If you're willing to put up with a bit of abstract algebra, there's a nice generalization here: Iterable[_]
is a monoid under concatenation, where a monoid's just a set of things (iterable collections, in this case) and an addition-like operation (concatenation) with some simple properties and an identity element (the empty collection).
Similarly, if A
is a monoid, then Option[A]
is also a monoid under a slightly more general version of your merge
:
Some(xs) + Some(ys) == Some(xs + ys)
Some(xs) + None == Some(xs)
None + Some(ys) == Some(ys)
None + None == None
(Note that we need the fact that A
is a monoid to know what to do in the first line.)
The Scalaz library captures all these generalizations in its Monoid
type class, which lets you write your merge
like this:
import scalaz._, Scalaz._
def merge(i1: Option[Iterable[_]], i2: Option[Iterable[_]]) = i1 |+| i2
Which works as expected:
scala> merge(Some(1 to 5), None)
res0: Option[Iterable[_]] = Some(Range(1, 2, 3, 4, 5))
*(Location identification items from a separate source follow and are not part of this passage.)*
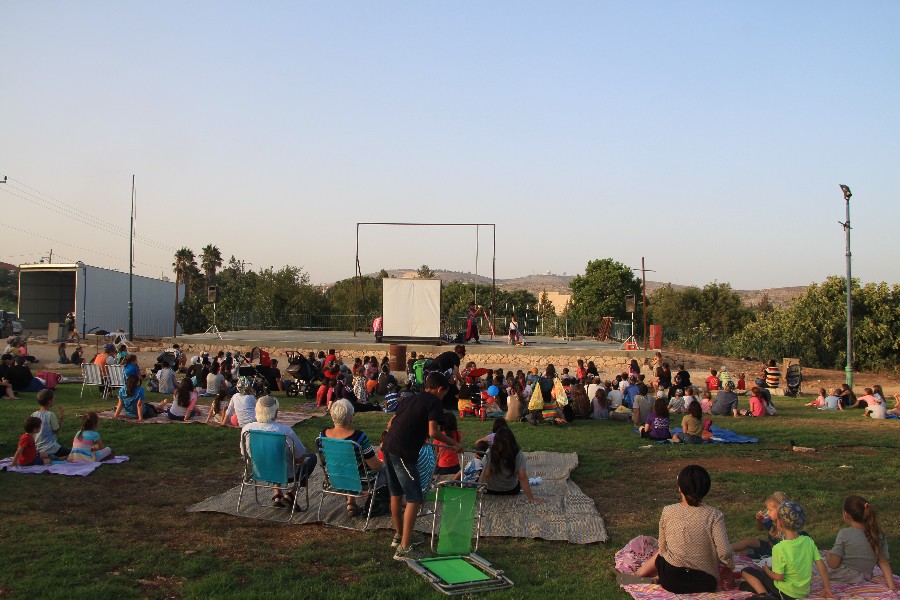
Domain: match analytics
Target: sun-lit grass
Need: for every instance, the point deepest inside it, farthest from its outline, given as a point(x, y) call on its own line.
point(123, 531)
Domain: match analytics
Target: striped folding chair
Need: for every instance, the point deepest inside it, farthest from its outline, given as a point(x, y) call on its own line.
point(116, 377)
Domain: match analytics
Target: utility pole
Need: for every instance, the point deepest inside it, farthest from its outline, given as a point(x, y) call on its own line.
point(131, 267)
point(849, 368)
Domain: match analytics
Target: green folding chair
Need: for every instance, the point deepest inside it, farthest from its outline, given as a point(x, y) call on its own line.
point(267, 466)
point(456, 569)
point(345, 474)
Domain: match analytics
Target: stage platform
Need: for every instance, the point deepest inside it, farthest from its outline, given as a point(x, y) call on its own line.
point(495, 352)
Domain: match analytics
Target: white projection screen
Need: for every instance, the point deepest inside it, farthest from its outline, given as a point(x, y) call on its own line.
point(412, 308)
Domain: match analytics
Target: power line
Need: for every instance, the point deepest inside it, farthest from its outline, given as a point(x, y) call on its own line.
point(43, 237)
point(79, 214)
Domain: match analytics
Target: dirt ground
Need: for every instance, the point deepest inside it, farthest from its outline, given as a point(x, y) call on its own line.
point(697, 364)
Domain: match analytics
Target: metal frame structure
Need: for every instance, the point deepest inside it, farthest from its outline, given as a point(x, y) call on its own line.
point(477, 227)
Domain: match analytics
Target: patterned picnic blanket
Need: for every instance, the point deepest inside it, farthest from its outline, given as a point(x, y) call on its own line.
point(289, 418)
point(871, 590)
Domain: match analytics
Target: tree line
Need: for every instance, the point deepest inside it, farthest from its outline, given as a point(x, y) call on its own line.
point(712, 317)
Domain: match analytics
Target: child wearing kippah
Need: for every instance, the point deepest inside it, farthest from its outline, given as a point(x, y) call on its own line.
point(790, 575)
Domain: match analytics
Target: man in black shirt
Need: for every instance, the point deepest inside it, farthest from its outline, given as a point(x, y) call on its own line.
point(417, 419)
point(451, 361)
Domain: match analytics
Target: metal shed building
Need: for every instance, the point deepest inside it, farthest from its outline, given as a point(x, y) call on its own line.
point(99, 297)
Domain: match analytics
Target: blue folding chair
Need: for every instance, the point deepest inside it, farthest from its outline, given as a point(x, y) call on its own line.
point(269, 463)
point(345, 474)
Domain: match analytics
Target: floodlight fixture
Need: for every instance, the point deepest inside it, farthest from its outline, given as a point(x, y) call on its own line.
point(847, 193)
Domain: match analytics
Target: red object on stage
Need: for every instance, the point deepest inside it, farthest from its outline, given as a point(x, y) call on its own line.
point(656, 337)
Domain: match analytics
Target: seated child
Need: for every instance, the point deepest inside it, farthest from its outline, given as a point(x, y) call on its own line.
point(657, 425)
point(765, 521)
point(789, 574)
point(448, 460)
point(876, 409)
point(27, 454)
point(473, 469)
point(391, 399)
point(87, 445)
point(218, 406)
point(819, 402)
point(183, 402)
point(691, 426)
point(859, 547)
point(46, 438)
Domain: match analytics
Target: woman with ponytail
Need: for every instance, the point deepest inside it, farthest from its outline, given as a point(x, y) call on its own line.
point(693, 543)
point(859, 547)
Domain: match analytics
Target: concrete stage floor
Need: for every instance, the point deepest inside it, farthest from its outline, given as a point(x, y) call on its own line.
point(345, 340)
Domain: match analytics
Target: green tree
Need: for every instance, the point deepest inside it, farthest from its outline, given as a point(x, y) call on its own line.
point(813, 328)
point(601, 291)
point(210, 261)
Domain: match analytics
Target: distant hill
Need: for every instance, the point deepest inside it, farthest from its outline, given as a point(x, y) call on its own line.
point(779, 297)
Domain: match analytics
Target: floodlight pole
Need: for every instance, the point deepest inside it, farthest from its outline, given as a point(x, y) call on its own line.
point(848, 370)
point(131, 267)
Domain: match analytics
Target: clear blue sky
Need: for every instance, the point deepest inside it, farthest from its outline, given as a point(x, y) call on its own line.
point(709, 137)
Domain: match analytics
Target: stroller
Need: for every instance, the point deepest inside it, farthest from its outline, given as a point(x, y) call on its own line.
point(793, 378)
point(305, 375)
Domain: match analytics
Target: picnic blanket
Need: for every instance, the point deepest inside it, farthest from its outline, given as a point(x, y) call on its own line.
point(876, 589)
point(567, 514)
point(61, 467)
point(286, 417)
point(720, 436)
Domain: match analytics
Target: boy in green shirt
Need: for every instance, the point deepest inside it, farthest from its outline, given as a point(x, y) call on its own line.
point(790, 575)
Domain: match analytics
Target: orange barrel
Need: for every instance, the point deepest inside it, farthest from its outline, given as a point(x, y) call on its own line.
point(397, 357)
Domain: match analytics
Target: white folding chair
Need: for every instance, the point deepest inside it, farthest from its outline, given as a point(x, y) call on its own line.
point(116, 377)
point(93, 375)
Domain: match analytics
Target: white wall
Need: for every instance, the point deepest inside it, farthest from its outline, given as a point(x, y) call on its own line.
point(412, 308)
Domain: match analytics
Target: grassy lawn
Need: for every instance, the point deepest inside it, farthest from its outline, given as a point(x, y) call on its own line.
point(123, 531)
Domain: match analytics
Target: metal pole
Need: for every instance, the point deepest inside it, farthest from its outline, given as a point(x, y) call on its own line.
point(644, 298)
point(131, 267)
point(849, 368)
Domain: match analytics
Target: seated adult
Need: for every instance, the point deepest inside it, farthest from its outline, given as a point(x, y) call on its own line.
point(866, 400)
point(504, 467)
point(131, 366)
point(726, 401)
point(642, 405)
point(264, 419)
point(272, 375)
point(20, 377)
point(132, 403)
point(77, 357)
point(693, 542)
point(342, 414)
point(242, 407)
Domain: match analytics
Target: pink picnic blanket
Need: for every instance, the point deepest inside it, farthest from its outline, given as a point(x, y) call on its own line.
point(871, 590)
point(288, 418)
point(61, 467)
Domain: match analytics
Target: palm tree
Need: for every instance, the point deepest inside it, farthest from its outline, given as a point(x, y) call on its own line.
point(184, 260)
point(211, 259)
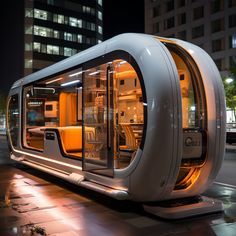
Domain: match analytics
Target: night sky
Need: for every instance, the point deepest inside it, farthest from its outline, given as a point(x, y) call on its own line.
point(118, 17)
point(122, 16)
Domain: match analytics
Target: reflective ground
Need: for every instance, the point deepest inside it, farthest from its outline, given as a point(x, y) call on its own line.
point(34, 202)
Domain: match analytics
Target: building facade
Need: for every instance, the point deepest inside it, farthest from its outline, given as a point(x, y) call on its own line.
point(57, 29)
point(210, 24)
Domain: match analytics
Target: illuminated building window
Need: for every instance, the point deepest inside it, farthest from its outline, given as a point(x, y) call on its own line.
point(217, 45)
point(42, 31)
point(56, 34)
point(28, 29)
point(217, 25)
point(218, 63)
point(60, 19)
point(93, 27)
point(100, 2)
point(232, 41)
point(43, 48)
point(232, 3)
point(67, 52)
point(232, 20)
point(52, 50)
point(40, 14)
point(29, 12)
point(198, 31)
point(89, 10)
point(28, 63)
point(232, 61)
point(156, 11)
point(156, 27)
point(99, 29)
point(73, 21)
point(217, 5)
point(182, 35)
point(182, 18)
point(28, 47)
point(99, 15)
point(79, 38)
point(169, 23)
point(50, 2)
point(170, 5)
point(79, 23)
point(198, 12)
point(68, 36)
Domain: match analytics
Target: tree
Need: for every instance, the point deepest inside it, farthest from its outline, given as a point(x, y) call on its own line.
point(230, 90)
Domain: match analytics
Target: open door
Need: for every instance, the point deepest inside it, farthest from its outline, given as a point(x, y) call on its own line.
point(98, 120)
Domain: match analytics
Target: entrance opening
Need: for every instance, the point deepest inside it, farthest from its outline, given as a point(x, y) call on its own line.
point(194, 117)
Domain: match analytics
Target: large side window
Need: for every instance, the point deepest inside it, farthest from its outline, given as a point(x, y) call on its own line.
point(13, 119)
point(113, 114)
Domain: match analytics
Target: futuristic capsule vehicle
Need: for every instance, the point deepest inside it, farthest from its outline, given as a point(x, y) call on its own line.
point(136, 117)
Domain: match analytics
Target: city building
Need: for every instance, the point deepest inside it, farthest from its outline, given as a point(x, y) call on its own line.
point(56, 29)
point(209, 24)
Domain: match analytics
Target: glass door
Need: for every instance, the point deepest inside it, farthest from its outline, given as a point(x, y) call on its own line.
point(98, 120)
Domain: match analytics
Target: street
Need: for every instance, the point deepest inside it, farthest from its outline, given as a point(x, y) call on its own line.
point(34, 202)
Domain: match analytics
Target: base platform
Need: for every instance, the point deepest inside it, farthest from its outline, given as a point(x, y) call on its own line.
point(183, 208)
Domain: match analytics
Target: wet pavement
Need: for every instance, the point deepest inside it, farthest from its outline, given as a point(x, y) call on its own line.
point(35, 203)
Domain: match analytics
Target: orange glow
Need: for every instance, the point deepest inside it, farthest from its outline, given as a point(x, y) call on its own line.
point(189, 179)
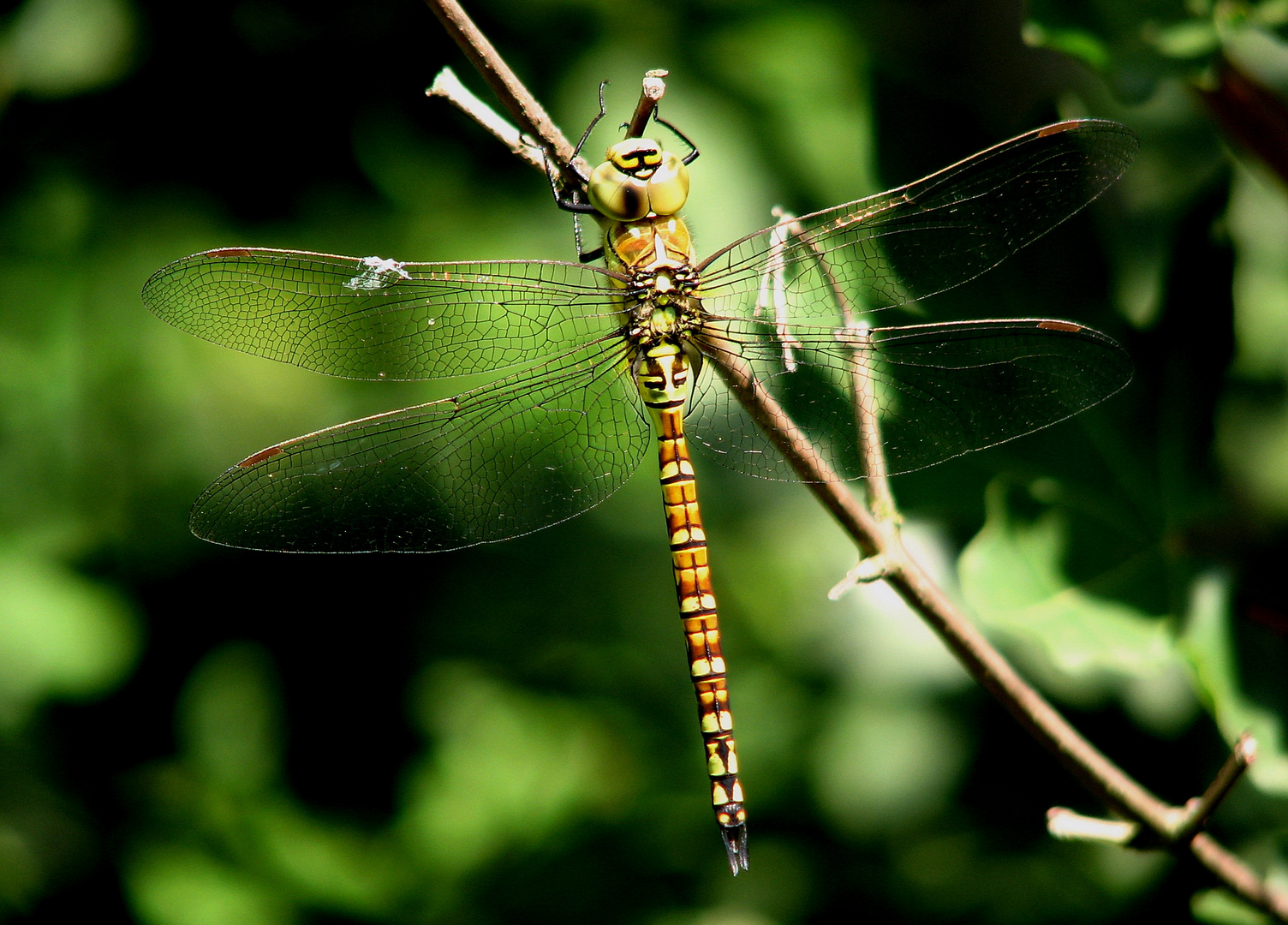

scala> merge(Some(1 to 5), Some(4 :: 3 :: 2 :: 1 :: Nil))
res1: Option[Iterable[_]] = Some(Vector(1, 2, 3, 4, 5, 4, 3, 2, 1))
scala> merge(None, None)
res2: Option[Iterable[_]] = None
(Note that there are other operations that would give valid Monoid
instances for Iterable
and Option
, but yours are the most commonly used, and the ones that Scalaz provides by default.)